Diversification away from euro-based assets is a very timely hedge
Published 12/08/2010 | 05:00
FEELING a little depressed about your share portfolio? Need cheering up?
Here's a thought: the euros in your pocket have rallied more than 7pc against a basket of currencies since June when the single currency hit a four-year low as doom mongers (including Sharescope) worried about the euro's disintegration.
In retrospect, the European Union-led €750bn regional aid package acted as some kind of floor for the currency and marked the beginning of a new period of optimism which has been copper-fastened by the unexpected strength of the German economy.
Still, it is a sign of just how bad things are that the markets welcome the IMF-funded bailout of the people who brought us Aristotle, Plato and Alexander the Great.
The important question is whether this bounce is desirable and whether it will last.
The answer is probably 'no' in both cases.
The German economy's rebound is export-led and those sales have benefited from the weak euro, just as our own economy is beginning to show new signs of life as exports to the UK begin to pick up following months of currency weakness.
With both the private sector and the public sector reluctant to take further wage cuts or work much harder, the only way we can continue to improve our competitiveness is by devaluing our currency.
The recent gains for the euro are not good news for Europe's exporters and it is difficult to see policy makers welcoming further gains.
Luckily, perhaps, those gains are unlikely to last long. It is impossible to predict what the trigger for a new crisis will be.
Currency movements are too opaque and too mysterious, but there are so many potential triggers that it is inevitable that something will pop out of the blue and knock the euro back, just as the Greek crisis did.
Let's take Ireland -- the euro-zone country after Greece which is currently being forced to pay the most to borrow money because the markets have little faith in our ability to repay.
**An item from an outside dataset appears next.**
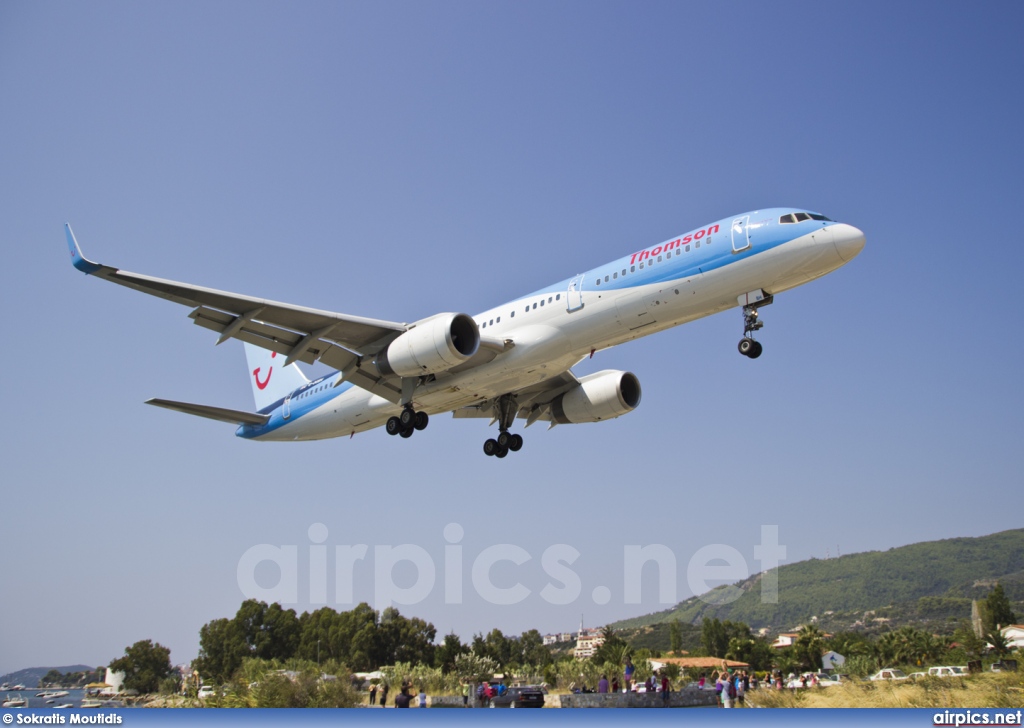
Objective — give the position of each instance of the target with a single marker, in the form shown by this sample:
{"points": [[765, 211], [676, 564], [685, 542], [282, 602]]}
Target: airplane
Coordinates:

What will happen to Ireland if the European Commission rules next month that the fantastical plan to allow Anglo Irish to somehow morph into a business lender is just that: fantastical?
We have been told endlessly that the forced closure of Anglo would cost tens of billions of euros. This would cause havoc for Ireland which would have to borrow vast amounts of money immediately.
The decision now rests with a few European civil servants, who have been asked to consider whether Anglo has a chance of becoming a viable bank rather than worry about Ireland's borrowing requirements.
Nobody knows what the officials will decide but it is quite obvious that any decision to close down Anglo would pose a threat to Ireland's economic independence and, therefore, to the euro itself.
A decision to close down Anglo would be like flicking on a light in a dark cave to reveal predators lurking around every corner.
It would highlight the Government's inability to honour the bank guarantee if a lender really did go under; the funds that are still needed to save the other banks when they fail to sell off units or merge; the failure to cut spending rather than talking about it; the unsustainable cost of borrowing on the bond markets; and a falling property market vulnerable to any interest rate rise.
It is all too easy to see how a decision on Anglo could trigger a major crisis. It may well not happen, but there are similar skeletons in cupboards right across the eurozone.
Some day soon, somewhere in Europe, one or two of those cupboards will be opened and the bones will come crashing to the floor.
Don't be fooled by the euro's recent gains. They cannot last. Even if they are not temporary, the risk is simply too great to hold all your assets in euros.
It is bad enough that most people's biggest asset is a house which is losing value by the day and which must be paid for in a currency that many of the world's biggest investors believe to be doomed.
While the break-up of the eurozone still seems far-fetched, anybody who wants to protect their savings would do well to assume it will happen.
What, after all, do you have to lose by diversifying beyond the eurozone?